Lacey doesn’t know about that.
She saw it on Seth’s face last night. She had hurt him. Horribly. While he was fighting for them, she was channeling that ice-cold chill that let her walk away from things she got too close to.
Anguish twists her heart. She should have talked with him about her fears instead of springing the news on him. She should have done a lot of things differently. He had left so abruptly, racing his Bronco out of the drive. She doesn’t even know where he is or what he’s doing. He left alone and hurt and angry. And she did that.
Sal’s soft voice rouses her. “Take it from me. It’s never too late.”
Lacey chews a nail. “I don’t know, Sal.”
“I’m selfish. I want you here in Nashville,” Sal says with a mischievous grin that soon sobers. “But Seth needs you. He loves you, Lacey.” Her sister floats her a smile. “Think about it.”

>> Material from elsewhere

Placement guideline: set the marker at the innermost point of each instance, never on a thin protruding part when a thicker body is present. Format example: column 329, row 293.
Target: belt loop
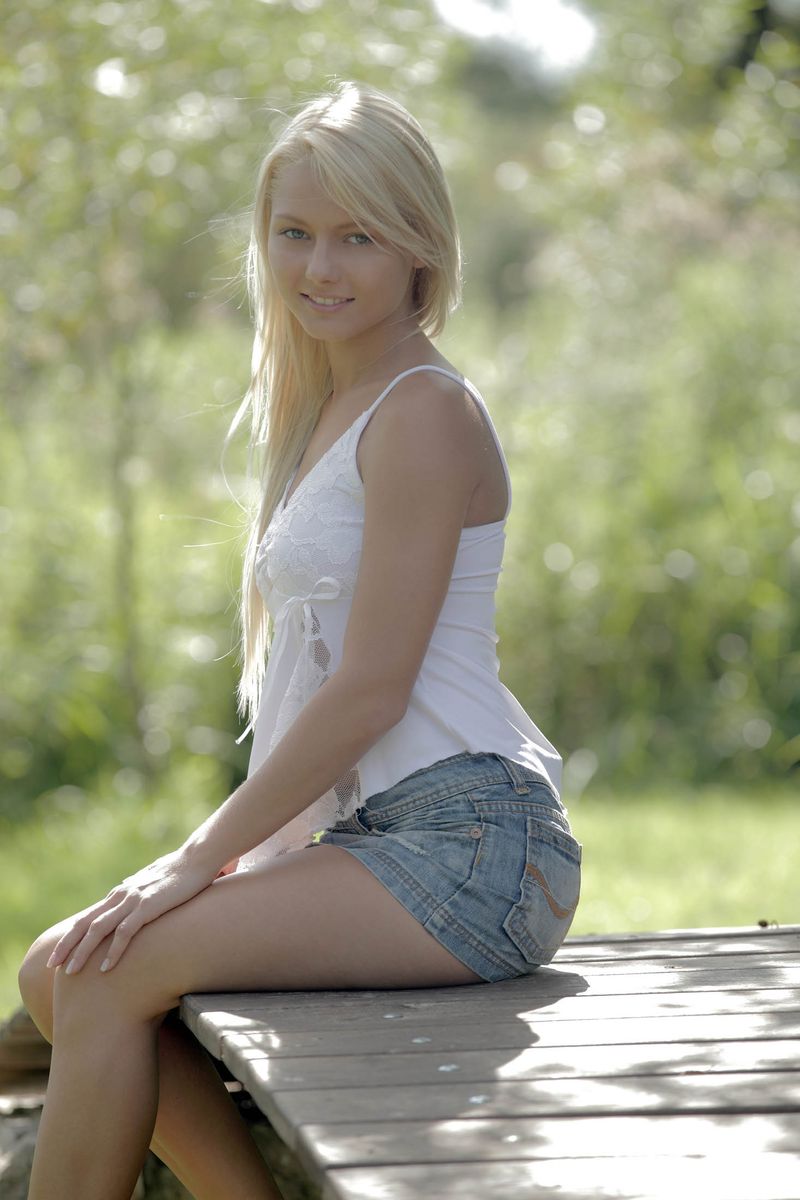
column 512, row 769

Sal stands, moving to the door as Lacey weighs the options—packing a bag or picking up the phone. Both have her chickening out all over again.
A harsh gasp cuts the silence of the room.
Lacey glances over her shoulder to see Sal gripping the doorknob tight. Her eyes slammed shut. Winston bounds off the bed.
Lacey’s brow lifts in suspicion. “Very funny, Sal.” She stands, balling up a shirt and tossing it into a suitcase. “Luke isn’t here. So take your jokes somewhere else.”
Suddenly, Sal doubles over, letting out a sharp cry. Her hands cradle the high swell of her belly.
Lacey hurries to Sal, panic turning her stomach. “Sal? What is it?”
Sal sags against the wall, lifting her wide-eyed gaze to Lacey.
But Lacey’s looking down.
“Oh no,” she whispers, horrified. The entire front of Sal’s dress is stained with blood. “No.”
Seth bypasses the bartender as she’s flipping the Tonk’s sign from Closed to Open. She arcs a brow, turning to watch him sit on a stool in the empty bar. “Early mornin’.”
“Bad mornin’,” Seth groans, leaning on his elbows to dip his face in his hands.
He slept like hell last night. After he left the farm, he drove around Nashville wanting to rip up the town, to wreck himself, but he decided that’s what got him in trouble in the first place. Instead, he went back to his apartment, cranked on his records as loud as they could go, screened every call from Luke, and passed out after his fifth glass of whiskey.
“Somethin’ I can get you?” the bartender asks, pushing a napkin square his way.
“A beer. Tomato juice.”
“You got it.” She moves down to the other side of the bar, flipping on the neon above the bar.
Seth swivels his eyes around the familiar surroundings. The cheap wood paneling, the neon lights, the corner jukebox. He’s a sick son of a bitch coming to Tonk’s. He considered it his and Lacey’s bar. But then again, it’s a fitting spot to mourn. To pour one out to whatever the fuck happened last night.
Even though it’s the last thing he wants to do.
The bartender drops the drinks, and he grips the beer tight. His knuckles wrapped white around the glass. He stares into the foamy liquid, wishing it had all the answers instead of just a bad headache waiting for him at the end of it.
But hell, he doesn’t need a crystal ball or a beer to tell him what went wrong.
He knows.
He went wrong.
Last night, he had been believing Lacey was done, thought she was saying she didn’t care for him. But now, in the clear light of morning, he’s seeing differently. Replaying that conversation over and over in his mind. And what she was really saying was that she scared for them.
She was getting out first before she got hurt.